Most regional markets walking rather than running
Earlier this week I was sitting amid 30-degree heat in South-east Queensland, noting that some parts of Australia had 40 degrees and others had 20, while speaking by phone to a Tasmanian friend who had just lit a fire amid wintry conditions.
Imagine our reaction if a TV weather presenter took an average of weather conditions around the nation and announced that “the temperature in Australia today was 25 degrees”.
Clearly that would be ludicrous. But every day in media, economists and other commentators take that kind of position on residential real estate. They reduce this very large and diverse nation to a single market to be described by a single figure: “Australia house prices rose 8 percent in the past 12 months.”
From that one figure which so inaccurately describes Australian residential property, they will extrapolate myriad conclusions: there’s a national property boom, prices are too high, there’s a real estate bubble in Australia, the nation is vulnerable and young people are being left behind.
The big-name ratings agencies like Moody’s and Standard and Poor’s take it a big stride further. They will access narrow data from a single source, often based on a single month’s alleged price movements, and use that to justify a press statement warning about “Australian house prices” getting out of hand.
Moody’s recently dashed off a media release warning that “resurgent housing prices” in Australia were eroding affordability, because “housing prices had risen 2.7 percent across Australia” in September. But prices hadn’t increased across Australia – the average for the capital cities had risen that much, according to one source, whose figures were contradicted by several other sources – not forgetting the notoriously erratic nature of month-to-month changes which are ignored by credible researchers.
The lack of expertise and sophistication evident in these statements is quite startling, given the lofty reputations of the big brand-name entities making them. It really is very flimsy analysis and shallow behaviour, based not on a desire to inform but on a need to generate publicity.
I had a call earlier this week from an ACT-based journalist wanting to discuss the market in Canberra which, he said, was going crazy “like everywhere else in Australia”. We’re entitled to expect people paid to write about real estate to have better knowledge than that. Everywhere is not going crazy in real estate and certainly Canberra is not (annual house price growth averages around 4 percent, according to three major research entities).
But that’s a common assessment I hear from all kinds of people daily. Many Australians really do believe what they read and hear: that there’s a national property boom, that prices are through the roof everywhere and no one can afford to buy.
I fear for consumers making big financial decisions based on such skinny knowledge, while wading through a sea of misinformation.
The different scenarios being played out in the thousands of markets around the country include a small number of strongly rising ones, a far greater number of mediocre ones, some with prices going backwards and a few where the local market has crashed.

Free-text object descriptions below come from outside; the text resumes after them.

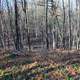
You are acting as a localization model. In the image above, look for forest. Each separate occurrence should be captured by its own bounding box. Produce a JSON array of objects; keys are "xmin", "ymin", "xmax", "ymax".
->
[{"xmin": 0, "ymin": 0, "xmax": 80, "ymax": 80}]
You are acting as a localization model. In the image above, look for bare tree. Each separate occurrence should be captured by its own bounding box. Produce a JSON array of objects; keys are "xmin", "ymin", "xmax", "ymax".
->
[
  {"xmin": 14, "ymin": 0, "xmax": 23, "ymax": 51},
  {"xmin": 0, "ymin": 0, "xmax": 4, "ymax": 48},
  {"xmin": 46, "ymin": 0, "xmax": 49, "ymax": 49},
  {"xmin": 68, "ymin": 0, "xmax": 72, "ymax": 50},
  {"xmin": 62, "ymin": 0, "xmax": 66, "ymax": 49}
]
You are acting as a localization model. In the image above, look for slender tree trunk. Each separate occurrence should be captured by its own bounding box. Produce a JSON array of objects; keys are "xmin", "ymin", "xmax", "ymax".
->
[
  {"xmin": 68, "ymin": 0, "xmax": 72, "ymax": 50},
  {"xmin": 0, "ymin": 1, "xmax": 5, "ymax": 49},
  {"xmin": 23, "ymin": 0, "xmax": 31, "ymax": 51},
  {"xmin": 76, "ymin": 0, "xmax": 79, "ymax": 50},
  {"xmin": 46, "ymin": 0, "xmax": 49, "ymax": 49},
  {"xmin": 6, "ymin": 0, "xmax": 12, "ymax": 49},
  {"xmin": 62, "ymin": 0, "xmax": 66, "ymax": 49},
  {"xmin": 78, "ymin": 0, "xmax": 80, "ymax": 49},
  {"xmin": 51, "ymin": 0, "xmax": 55, "ymax": 49},
  {"xmin": 56, "ymin": 16, "xmax": 60, "ymax": 48}
]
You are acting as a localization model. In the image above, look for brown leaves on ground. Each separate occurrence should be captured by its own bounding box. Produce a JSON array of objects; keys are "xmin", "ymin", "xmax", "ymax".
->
[{"xmin": 22, "ymin": 61, "xmax": 38, "ymax": 71}]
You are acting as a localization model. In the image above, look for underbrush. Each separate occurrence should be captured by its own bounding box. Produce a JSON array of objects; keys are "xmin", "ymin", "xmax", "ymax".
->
[{"xmin": 0, "ymin": 50, "xmax": 80, "ymax": 80}]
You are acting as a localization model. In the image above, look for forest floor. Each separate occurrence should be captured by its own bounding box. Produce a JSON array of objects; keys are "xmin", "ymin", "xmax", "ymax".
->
[{"xmin": 0, "ymin": 49, "xmax": 80, "ymax": 80}]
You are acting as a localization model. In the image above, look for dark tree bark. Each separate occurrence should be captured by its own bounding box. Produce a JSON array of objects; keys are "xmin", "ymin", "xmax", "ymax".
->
[
  {"xmin": 46, "ymin": 0, "xmax": 49, "ymax": 49},
  {"xmin": 14, "ymin": 0, "xmax": 23, "ymax": 51},
  {"xmin": 62, "ymin": 0, "xmax": 66, "ymax": 49}
]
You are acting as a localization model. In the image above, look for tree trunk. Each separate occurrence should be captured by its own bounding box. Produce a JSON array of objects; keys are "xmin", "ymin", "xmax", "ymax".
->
[
  {"xmin": 23, "ymin": 0, "xmax": 31, "ymax": 51},
  {"xmin": 68, "ymin": 0, "xmax": 72, "ymax": 50},
  {"xmin": 62, "ymin": 0, "xmax": 66, "ymax": 49},
  {"xmin": 46, "ymin": 0, "xmax": 49, "ymax": 49},
  {"xmin": 14, "ymin": 0, "xmax": 22, "ymax": 51}
]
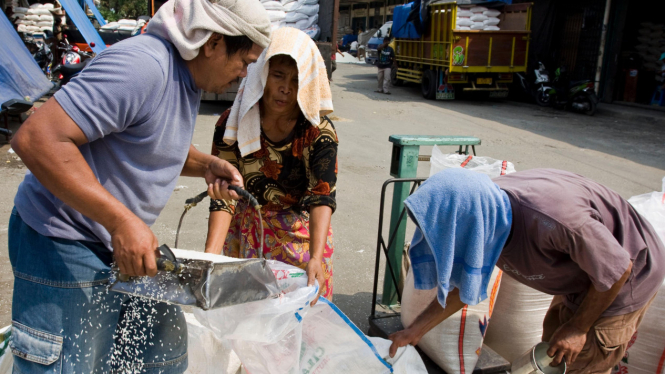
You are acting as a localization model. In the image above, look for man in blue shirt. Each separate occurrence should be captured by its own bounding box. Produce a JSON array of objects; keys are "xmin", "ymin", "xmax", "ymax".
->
[{"xmin": 8, "ymin": 0, "xmax": 271, "ymax": 372}]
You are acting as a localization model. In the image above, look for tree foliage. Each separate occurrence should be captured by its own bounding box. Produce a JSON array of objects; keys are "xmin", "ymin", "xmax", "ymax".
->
[{"xmin": 97, "ymin": 0, "xmax": 147, "ymax": 22}]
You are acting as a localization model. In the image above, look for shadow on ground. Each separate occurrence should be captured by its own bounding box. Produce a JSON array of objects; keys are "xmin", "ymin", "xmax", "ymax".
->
[
  {"xmin": 332, "ymin": 291, "xmax": 375, "ymax": 333},
  {"xmin": 335, "ymin": 64, "xmax": 665, "ymax": 171}
]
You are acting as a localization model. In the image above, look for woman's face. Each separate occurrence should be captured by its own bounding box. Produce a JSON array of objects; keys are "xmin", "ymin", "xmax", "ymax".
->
[{"xmin": 262, "ymin": 55, "xmax": 299, "ymax": 117}]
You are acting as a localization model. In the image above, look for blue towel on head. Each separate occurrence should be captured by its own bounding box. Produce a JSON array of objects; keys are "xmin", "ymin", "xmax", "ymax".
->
[{"xmin": 404, "ymin": 168, "xmax": 512, "ymax": 307}]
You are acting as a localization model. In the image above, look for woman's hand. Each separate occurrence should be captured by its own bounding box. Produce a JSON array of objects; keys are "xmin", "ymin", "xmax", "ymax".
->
[{"xmin": 306, "ymin": 257, "xmax": 325, "ymax": 306}]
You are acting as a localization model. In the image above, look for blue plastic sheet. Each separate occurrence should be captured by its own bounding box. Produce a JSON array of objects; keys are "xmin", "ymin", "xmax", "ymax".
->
[
  {"xmin": 59, "ymin": 0, "xmax": 106, "ymax": 53},
  {"xmin": 392, "ymin": 3, "xmax": 421, "ymax": 39},
  {"xmin": 84, "ymin": 0, "xmax": 107, "ymax": 26},
  {"xmin": 0, "ymin": 13, "xmax": 53, "ymax": 104}
]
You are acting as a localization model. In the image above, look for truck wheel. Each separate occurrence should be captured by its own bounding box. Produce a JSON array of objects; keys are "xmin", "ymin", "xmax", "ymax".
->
[
  {"xmin": 391, "ymin": 68, "xmax": 403, "ymax": 86},
  {"xmin": 421, "ymin": 70, "xmax": 437, "ymax": 100}
]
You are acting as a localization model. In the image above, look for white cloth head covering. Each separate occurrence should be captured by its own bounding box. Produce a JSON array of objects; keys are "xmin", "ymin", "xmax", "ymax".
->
[
  {"xmin": 146, "ymin": 0, "xmax": 272, "ymax": 61},
  {"xmin": 224, "ymin": 27, "xmax": 333, "ymax": 157}
]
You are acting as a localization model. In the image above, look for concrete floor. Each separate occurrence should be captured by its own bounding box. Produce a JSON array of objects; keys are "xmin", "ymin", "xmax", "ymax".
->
[{"xmin": 0, "ymin": 62, "xmax": 664, "ymax": 334}]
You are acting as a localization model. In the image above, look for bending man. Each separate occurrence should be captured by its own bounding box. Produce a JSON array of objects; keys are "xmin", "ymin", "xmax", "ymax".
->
[
  {"xmin": 9, "ymin": 0, "xmax": 271, "ymax": 372},
  {"xmin": 389, "ymin": 168, "xmax": 664, "ymax": 374}
]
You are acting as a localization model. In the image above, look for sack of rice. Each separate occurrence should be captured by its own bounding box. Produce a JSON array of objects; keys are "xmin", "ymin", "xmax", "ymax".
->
[
  {"xmin": 483, "ymin": 26, "xmax": 500, "ymax": 31},
  {"xmin": 281, "ymin": 0, "xmax": 297, "ymax": 4},
  {"xmin": 639, "ymin": 28, "xmax": 652, "ymax": 36},
  {"xmin": 296, "ymin": 4, "xmax": 318, "ymax": 16},
  {"xmin": 39, "ymin": 14, "xmax": 53, "ymax": 21},
  {"xmin": 457, "ymin": 26, "xmax": 471, "ymax": 30},
  {"xmin": 456, "ymin": 17, "xmax": 474, "ymax": 27},
  {"xmin": 36, "ymin": 21, "xmax": 53, "ymax": 27},
  {"xmin": 470, "ymin": 22, "xmax": 485, "ymax": 30},
  {"xmin": 17, "ymin": 24, "xmax": 28, "ymax": 32},
  {"xmin": 267, "ymin": 10, "xmax": 286, "ymax": 22},
  {"xmin": 483, "ymin": 9, "xmax": 501, "ymax": 17},
  {"xmin": 101, "ymin": 22, "xmax": 120, "ymax": 30},
  {"xmin": 29, "ymin": 3, "xmax": 42, "ymax": 8},
  {"xmin": 12, "ymin": 6, "xmax": 28, "ymax": 13},
  {"xmin": 457, "ymin": 9, "xmax": 474, "ymax": 17},
  {"xmin": 284, "ymin": 1, "xmax": 300, "ymax": 11},
  {"xmin": 402, "ymin": 267, "xmax": 503, "ymax": 374},
  {"xmin": 262, "ymin": 1, "xmax": 285, "ymax": 11},
  {"xmin": 118, "ymin": 19, "xmax": 137, "ymax": 26},
  {"xmin": 470, "ymin": 14, "xmax": 488, "ymax": 22},
  {"xmin": 285, "ymin": 11, "xmax": 308, "ymax": 23},
  {"xmin": 470, "ymin": 6, "xmax": 488, "ymax": 13},
  {"xmin": 484, "ymin": 17, "xmax": 500, "ymax": 26},
  {"xmin": 483, "ymin": 276, "xmax": 553, "ymax": 363}
]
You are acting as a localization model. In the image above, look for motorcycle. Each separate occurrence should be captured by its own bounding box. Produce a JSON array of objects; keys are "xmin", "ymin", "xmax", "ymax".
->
[
  {"xmin": 25, "ymin": 36, "xmax": 54, "ymax": 79},
  {"xmin": 51, "ymin": 36, "xmax": 94, "ymax": 87},
  {"xmin": 515, "ymin": 61, "xmax": 551, "ymax": 106},
  {"xmin": 541, "ymin": 66, "xmax": 598, "ymax": 116}
]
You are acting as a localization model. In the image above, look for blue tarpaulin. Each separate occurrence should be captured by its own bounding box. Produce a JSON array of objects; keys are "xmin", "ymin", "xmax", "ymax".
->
[
  {"xmin": 59, "ymin": 0, "xmax": 107, "ymax": 53},
  {"xmin": 84, "ymin": 0, "xmax": 107, "ymax": 26},
  {"xmin": 0, "ymin": 13, "xmax": 53, "ymax": 104},
  {"xmin": 392, "ymin": 3, "xmax": 421, "ymax": 39}
]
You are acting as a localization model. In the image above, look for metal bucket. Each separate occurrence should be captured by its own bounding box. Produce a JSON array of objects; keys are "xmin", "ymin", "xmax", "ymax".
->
[{"xmin": 511, "ymin": 342, "xmax": 567, "ymax": 374}]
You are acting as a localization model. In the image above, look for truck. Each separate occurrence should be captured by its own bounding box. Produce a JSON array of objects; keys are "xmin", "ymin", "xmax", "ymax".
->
[{"xmin": 391, "ymin": 2, "xmax": 532, "ymax": 100}]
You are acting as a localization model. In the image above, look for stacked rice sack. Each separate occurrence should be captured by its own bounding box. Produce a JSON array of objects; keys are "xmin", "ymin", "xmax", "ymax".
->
[
  {"xmin": 455, "ymin": 6, "xmax": 501, "ymax": 31},
  {"xmin": 13, "ymin": 4, "xmax": 55, "ymax": 34},
  {"xmin": 636, "ymin": 22, "xmax": 665, "ymax": 72},
  {"xmin": 261, "ymin": 0, "xmax": 321, "ymax": 40}
]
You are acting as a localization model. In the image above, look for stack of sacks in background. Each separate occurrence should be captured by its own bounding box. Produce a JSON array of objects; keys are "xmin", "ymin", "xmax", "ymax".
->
[
  {"xmin": 13, "ymin": 3, "xmax": 55, "ymax": 34},
  {"xmin": 455, "ymin": 6, "xmax": 500, "ymax": 31},
  {"xmin": 636, "ymin": 22, "xmax": 665, "ymax": 72},
  {"xmin": 101, "ymin": 19, "xmax": 145, "ymax": 35},
  {"xmin": 260, "ymin": 0, "xmax": 320, "ymax": 39}
]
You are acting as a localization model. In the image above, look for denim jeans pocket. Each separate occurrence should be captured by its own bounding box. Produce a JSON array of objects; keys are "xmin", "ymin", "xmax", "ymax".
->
[{"xmin": 10, "ymin": 321, "xmax": 63, "ymax": 373}]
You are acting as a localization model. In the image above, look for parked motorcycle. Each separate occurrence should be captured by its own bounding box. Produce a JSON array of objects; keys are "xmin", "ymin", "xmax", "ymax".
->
[
  {"xmin": 515, "ymin": 61, "xmax": 551, "ymax": 106},
  {"xmin": 541, "ymin": 66, "xmax": 598, "ymax": 116},
  {"xmin": 51, "ymin": 36, "xmax": 94, "ymax": 87},
  {"xmin": 25, "ymin": 36, "xmax": 54, "ymax": 79}
]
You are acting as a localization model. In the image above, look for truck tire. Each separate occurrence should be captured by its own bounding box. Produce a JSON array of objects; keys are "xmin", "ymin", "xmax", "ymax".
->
[
  {"xmin": 391, "ymin": 68, "xmax": 404, "ymax": 86},
  {"xmin": 421, "ymin": 70, "xmax": 437, "ymax": 100}
]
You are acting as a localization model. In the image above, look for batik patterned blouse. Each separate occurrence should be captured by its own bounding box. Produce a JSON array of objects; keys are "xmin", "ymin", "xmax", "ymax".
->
[{"xmin": 210, "ymin": 109, "xmax": 338, "ymax": 214}]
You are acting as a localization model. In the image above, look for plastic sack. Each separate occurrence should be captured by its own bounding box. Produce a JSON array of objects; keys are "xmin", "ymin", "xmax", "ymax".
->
[
  {"xmin": 483, "ymin": 275, "xmax": 553, "ymax": 363},
  {"xmin": 470, "ymin": 23, "xmax": 485, "ymax": 30},
  {"xmin": 262, "ymin": 1, "xmax": 285, "ymax": 11},
  {"xmin": 456, "ymin": 17, "xmax": 473, "ymax": 27},
  {"xmin": 401, "ymin": 267, "xmax": 503, "ymax": 374},
  {"xmin": 0, "ymin": 326, "xmax": 12, "ymax": 374},
  {"xmin": 284, "ymin": 1, "xmax": 300, "ymax": 12},
  {"xmin": 296, "ymin": 4, "xmax": 319, "ymax": 16},
  {"xmin": 483, "ymin": 17, "xmax": 500, "ymax": 26},
  {"xmin": 457, "ymin": 10, "xmax": 473, "ymax": 17},
  {"xmin": 470, "ymin": 14, "xmax": 488, "ymax": 22},
  {"xmin": 185, "ymin": 314, "xmax": 242, "ymax": 374},
  {"xmin": 429, "ymin": 145, "xmax": 516, "ymax": 178},
  {"xmin": 628, "ymin": 177, "xmax": 665, "ymax": 245},
  {"xmin": 195, "ymin": 261, "xmax": 426, "ymax": 374},
  {"xmin": 470, "ymin": 6, "xmax": 488, "ymax": 13},
  {"xmin": 284, "ymin": 11, "xmax": 308, "ymax": 23},
  {"xmin": 267, "ymin": 10, "xmax": 286, "ymax": 22},
  {"xmin": 483, "ymin": 9, "xmax": 501, "ymax": 17},
  {"xmin": 613, "ymin": 280, "xmax": 665, "ymax": 374},
  {"xmin": 483, "ymin": 26, "xmax": 500, "ymax": 31}
]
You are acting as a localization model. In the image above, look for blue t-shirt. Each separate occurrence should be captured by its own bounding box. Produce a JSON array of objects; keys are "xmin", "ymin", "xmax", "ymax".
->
[{"xmin": 14, "ymin": 34, "xmax": 201, "ymax": 249}]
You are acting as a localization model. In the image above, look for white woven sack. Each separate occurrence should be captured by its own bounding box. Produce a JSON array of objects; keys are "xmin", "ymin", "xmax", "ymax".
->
[
  {"xmin": 483, "ymin": 26, "xmax": 500, "ymax": 31},
  {"xmin": 42, "ymin": 3, "xmax": 54, "ymax": 9},
  {"xmin": 639, "ymin": 28, "xmax": 651, "ymax": 36},
  {"xmin": 457, "ymin": 10, "xmax": 473, "ymax": 17},
  {"xmin": 12, "ymin": 6, "xmax": 28, "ymax": 13},
  {"xmin": 281, "ymin": 0, "xmax": 297, "ymax": 4},
  {"xmin": 25, "ymin": 14, "xmax": 39, "ymax": 21},
  {"xmin": 483, "ymin": 275, "xmax": 553, "ymax": 363},
  {"xmin": 267, "ymin": 10, "xmax": 286, "ymax": 22},
  {"xmin": 484, "ymin": 18, "xmax": 500, "ymax": 26},
  {"xmin": 470, "ymin": 6, "xmax": 488, "ymax": 13},
  {"xmin": 118, "ymin": 19, "xmax": 137, "ymax": 26},
  {"xmin": 296, "ymin": 3, "xmax": 318, "ymax": 16},
  {"xmin": 36, "ymin": 21, "xmax": 52, "ymax": 27},
  {"xmin": 470, "ymin": 14, "xmax": 488, "ymax": 22},
  {"xmin": 262, "ymin": 1, "xmax": 285, "ymax": 11},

Economists clearly believe there’s a national boom because interest rates are at record lows and that, in their minds, means real estate should be rising everywhere. And therefore it is.
But it isn’t. And that reality would suggest to an inquiring mind that the level of interest rates perhaps is not the over-riding factor.
In my view, the most significant factors are the underlying local economic conditions and the level of spending on infrastructure.
It is not coincidence that the No.1 ranked economy is NSW and that the city with the biggest infrastructure spend, by a wide margin, is Sydney. That’s been the case for the past three years, a time during which most markets across metropolitan Sydney have had strong price growth.
The No.2 ranked economy is Victoria, helped by strong population growth, and the infrastructure spend is reasonable, though well below Sydney’s. Not coincidentally, Melbourne has been the second strongest city market on price growth, though at levels well below the genuine boom levels of 2001-02-03.
The economies impacting Brisbane, Adelaide, Canberra and Hobart have largely been mediocre and infrastructure spending has been relatively weak in recent years. That’s reflected in the absence of price growth to match Sydney’s.
It is, again, not coincidence that the recent rise of prospects for Hobart real estate has happened alongside an improving state economy and sharply rising spending on infrastructure in Tasmania.
Adelaide, too, is showing signs of an improving market, supported by solid economic and real estate indicators and significantly rising spending on infrastructure.
Meanwhile, Western Australia now ranks in CommSec’s State of the States report as the worst economy in the land and Perth has the weakest of the city real estate markets. The Northern Territory is also faltering and Darwin’s property market is in a similar condition to Perth’s. Prices in both cities have been going backwards for three years and record low interest rates have not helped them.
Beyond the capital cities, there are multiple different scenarios in the many thousands of different markets.
Some, including regional centres close to Sydney, have had periods of solid price growth. Others, like both the Gold and Sunshine Coasts in Queensland, have had elevated activity without yet delivering major price escalation
Most regional markets, however, have been walking rather than running – and several, notably those impacted by the resources sector, have experienced significant decline.
We’re a massive nation and the real estate conditions are as diverse as the range of temperatures you’ll see on a weather map on the evening television news.